ENTRELACER LES MÉMOIRES DE L’ESCLAVAGE

Histoire d’un livre. Pour Yaa Gyasi, ghanéenne-américaine, il était essentiel d’écrire le roman de la traite négrière et de ses conséquences – des deux côtés de l’Atlantique.
Yaa Gyasi, vingt-sept ans, est née au Ghana avant d’émigrer aux États-Unis à l’âge de deux ans.

No Home (Homegoing), de Yaa Gyasi, traduit de l’anglais (Etats-Unis) par Anne Damour, Calmann-Lévy, 450 p., 21,90 €.

Il y a deux manières de raconter l’histoire de No Home. La première, accrocheuse, est une success story. Elle commence à la Foire du livre de Londres, en 2015, quand le manuscrit d’une Américaine née au Ghana, âgée de 26 ans et inconnue du monde de l’édition, est vendu au prestigieux éditeur new-yorkais Knopf pour un million de dollars. L’autre version, moins spectaculaire mais plus riche, est celle de sa longue genèse.

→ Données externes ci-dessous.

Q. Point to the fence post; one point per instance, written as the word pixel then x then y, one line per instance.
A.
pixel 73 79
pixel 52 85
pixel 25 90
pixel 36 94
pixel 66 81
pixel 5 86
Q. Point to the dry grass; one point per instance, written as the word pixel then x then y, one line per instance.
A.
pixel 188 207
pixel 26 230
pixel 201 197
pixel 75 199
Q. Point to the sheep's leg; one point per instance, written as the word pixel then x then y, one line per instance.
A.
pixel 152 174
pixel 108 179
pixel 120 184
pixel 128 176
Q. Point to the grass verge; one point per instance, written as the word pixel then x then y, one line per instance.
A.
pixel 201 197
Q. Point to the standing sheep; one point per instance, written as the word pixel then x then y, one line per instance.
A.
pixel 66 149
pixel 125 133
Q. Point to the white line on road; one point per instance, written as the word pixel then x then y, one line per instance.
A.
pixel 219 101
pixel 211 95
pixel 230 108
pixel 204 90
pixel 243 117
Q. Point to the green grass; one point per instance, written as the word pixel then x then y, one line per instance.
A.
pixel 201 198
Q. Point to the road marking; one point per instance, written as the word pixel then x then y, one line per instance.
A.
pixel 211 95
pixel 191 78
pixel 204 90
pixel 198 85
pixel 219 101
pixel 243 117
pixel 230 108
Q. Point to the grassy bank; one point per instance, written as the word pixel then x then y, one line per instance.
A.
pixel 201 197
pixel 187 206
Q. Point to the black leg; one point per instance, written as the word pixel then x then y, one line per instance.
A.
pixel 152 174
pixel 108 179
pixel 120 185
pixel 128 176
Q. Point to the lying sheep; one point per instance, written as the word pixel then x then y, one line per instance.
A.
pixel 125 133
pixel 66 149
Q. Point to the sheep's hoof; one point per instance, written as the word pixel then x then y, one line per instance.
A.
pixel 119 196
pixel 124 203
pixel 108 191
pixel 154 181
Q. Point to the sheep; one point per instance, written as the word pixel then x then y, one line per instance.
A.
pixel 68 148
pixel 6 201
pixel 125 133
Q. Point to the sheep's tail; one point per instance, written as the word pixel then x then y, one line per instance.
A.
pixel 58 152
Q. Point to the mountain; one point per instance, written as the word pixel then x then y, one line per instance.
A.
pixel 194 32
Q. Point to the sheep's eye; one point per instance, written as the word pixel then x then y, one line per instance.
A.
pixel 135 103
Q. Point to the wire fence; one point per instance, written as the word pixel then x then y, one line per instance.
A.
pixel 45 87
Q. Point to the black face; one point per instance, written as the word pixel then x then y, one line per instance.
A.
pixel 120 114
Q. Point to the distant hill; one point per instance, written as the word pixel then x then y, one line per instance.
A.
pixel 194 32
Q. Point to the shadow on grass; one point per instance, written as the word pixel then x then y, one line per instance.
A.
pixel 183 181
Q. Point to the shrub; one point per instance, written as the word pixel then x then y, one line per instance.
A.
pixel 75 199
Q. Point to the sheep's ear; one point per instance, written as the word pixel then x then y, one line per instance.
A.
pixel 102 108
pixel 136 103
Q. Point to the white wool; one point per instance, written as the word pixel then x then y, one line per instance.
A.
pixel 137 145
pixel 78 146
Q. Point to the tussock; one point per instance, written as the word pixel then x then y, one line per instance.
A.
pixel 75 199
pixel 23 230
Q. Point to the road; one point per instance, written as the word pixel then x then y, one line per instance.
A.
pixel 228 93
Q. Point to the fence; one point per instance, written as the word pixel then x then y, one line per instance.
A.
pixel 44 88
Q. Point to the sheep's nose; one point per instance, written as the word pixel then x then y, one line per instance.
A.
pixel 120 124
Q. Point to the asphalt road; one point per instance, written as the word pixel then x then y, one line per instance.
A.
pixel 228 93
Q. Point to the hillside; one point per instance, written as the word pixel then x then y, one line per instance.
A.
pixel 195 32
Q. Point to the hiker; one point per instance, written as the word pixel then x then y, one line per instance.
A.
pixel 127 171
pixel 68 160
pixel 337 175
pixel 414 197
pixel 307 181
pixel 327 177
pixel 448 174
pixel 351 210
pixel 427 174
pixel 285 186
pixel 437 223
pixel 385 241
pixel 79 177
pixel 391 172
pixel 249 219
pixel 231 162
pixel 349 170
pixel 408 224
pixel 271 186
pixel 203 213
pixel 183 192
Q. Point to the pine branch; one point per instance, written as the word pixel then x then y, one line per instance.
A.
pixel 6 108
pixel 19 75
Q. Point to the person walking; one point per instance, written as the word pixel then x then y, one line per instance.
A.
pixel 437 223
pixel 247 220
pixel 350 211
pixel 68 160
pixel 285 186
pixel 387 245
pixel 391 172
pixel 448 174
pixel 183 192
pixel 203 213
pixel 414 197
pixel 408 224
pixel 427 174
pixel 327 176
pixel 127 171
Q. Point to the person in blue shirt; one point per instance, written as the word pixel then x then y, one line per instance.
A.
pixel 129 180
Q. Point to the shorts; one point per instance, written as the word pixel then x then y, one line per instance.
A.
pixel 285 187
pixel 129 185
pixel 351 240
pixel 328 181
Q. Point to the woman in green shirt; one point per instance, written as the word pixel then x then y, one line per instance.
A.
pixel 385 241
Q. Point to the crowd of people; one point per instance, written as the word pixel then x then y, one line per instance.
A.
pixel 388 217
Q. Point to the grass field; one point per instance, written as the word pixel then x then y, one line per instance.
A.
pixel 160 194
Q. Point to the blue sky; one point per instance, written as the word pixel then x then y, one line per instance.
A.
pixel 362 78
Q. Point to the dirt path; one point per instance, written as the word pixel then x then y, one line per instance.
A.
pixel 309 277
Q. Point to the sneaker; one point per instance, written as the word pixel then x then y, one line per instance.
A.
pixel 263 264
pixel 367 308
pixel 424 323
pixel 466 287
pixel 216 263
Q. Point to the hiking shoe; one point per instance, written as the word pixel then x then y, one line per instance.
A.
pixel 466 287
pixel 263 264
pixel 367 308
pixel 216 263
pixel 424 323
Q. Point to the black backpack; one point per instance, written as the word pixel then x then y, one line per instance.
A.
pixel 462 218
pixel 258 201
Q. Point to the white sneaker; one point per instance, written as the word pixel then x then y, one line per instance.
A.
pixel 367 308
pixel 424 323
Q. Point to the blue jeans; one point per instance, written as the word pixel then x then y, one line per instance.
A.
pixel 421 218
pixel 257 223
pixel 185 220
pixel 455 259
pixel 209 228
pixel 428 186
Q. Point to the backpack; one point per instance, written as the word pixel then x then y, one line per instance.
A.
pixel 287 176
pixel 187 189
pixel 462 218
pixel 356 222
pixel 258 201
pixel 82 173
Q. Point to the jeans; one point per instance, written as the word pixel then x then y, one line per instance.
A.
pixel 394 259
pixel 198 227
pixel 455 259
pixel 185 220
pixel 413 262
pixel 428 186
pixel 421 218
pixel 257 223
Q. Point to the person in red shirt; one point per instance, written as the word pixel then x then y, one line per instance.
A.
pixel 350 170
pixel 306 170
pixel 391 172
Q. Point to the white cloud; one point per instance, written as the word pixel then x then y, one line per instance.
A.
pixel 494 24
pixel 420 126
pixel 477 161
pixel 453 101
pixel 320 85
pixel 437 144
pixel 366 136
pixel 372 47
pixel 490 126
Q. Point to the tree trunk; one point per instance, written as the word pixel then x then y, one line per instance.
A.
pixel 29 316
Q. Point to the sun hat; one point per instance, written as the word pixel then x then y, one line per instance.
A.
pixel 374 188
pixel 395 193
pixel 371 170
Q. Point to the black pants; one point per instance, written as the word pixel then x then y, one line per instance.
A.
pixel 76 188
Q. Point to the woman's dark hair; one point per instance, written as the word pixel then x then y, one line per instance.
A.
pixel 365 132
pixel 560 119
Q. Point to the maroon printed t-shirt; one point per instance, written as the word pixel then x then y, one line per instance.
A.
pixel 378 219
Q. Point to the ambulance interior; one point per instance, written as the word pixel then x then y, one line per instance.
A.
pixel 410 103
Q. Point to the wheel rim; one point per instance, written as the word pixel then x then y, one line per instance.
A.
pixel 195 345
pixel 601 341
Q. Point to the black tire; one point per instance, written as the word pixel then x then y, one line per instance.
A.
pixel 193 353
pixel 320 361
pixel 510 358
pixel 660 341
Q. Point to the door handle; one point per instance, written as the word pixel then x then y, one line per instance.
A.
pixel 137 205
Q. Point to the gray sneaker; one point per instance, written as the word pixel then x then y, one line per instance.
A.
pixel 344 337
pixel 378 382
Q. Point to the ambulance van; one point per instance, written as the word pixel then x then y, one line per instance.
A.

Lire aussi :   Sorties littéraires : un hiver africain

Elle débute en 2009 lorsque Yaa Gyasi s’assied devant son ordinateur et écrit : « Ce que cela signifie d’être noire aux Etats-Unis. » Etudiante à l’université Stanford (Californie), la jeune femme rentre d’un voyage au Ghana, pays qu’elle a quitté à l’âge de 2 ans. Elle y a visité Cape Coast Castle, important lieu de la traite négrière. Le guide a expliqué que les soldats britanniques épousaient les femmes locales. « Je l’ignorais complètement, se souvient-elle. Puis, nous sommes descendus dans les cachots. J’ai tenté d’imaginer ce qu’avaient vécu les gens enfermés dans cette pièce étroite, sans lumière et presque sans air. A ce moment-là, j’ai su que je voulais écrire un livre qui juxtaposerait deux expériences : celle d’une femme mariée au capitaine du fort et celle d’une femme détenue dans les cachots en tant qu’esclave. » Effia et Esi. L’une vivra au Ghana et l’autre partira dans un navire négrier pour l’Amérique.

Rareté des sources

Yaa Gyasi imagine ensuite deux personnages de notre époque, Marcus et Marjorie. Le premier est afro-américain, la seconde, qui ressemble beaucoup à l’auteure, est née au Ghana et a grandi en Alabama. Sur le mur de sa chambre, elle dessine un arbre généalogique, y place les noms et liens de parenté, l’époque et les lieux où ces femmes et hommes vivent. Elle écrit, chronologiquement, à partir de cet arbre. Pour chaque génération – sept en tout –, un personnage de chaque lignée est saisi dans un moment historique majeur.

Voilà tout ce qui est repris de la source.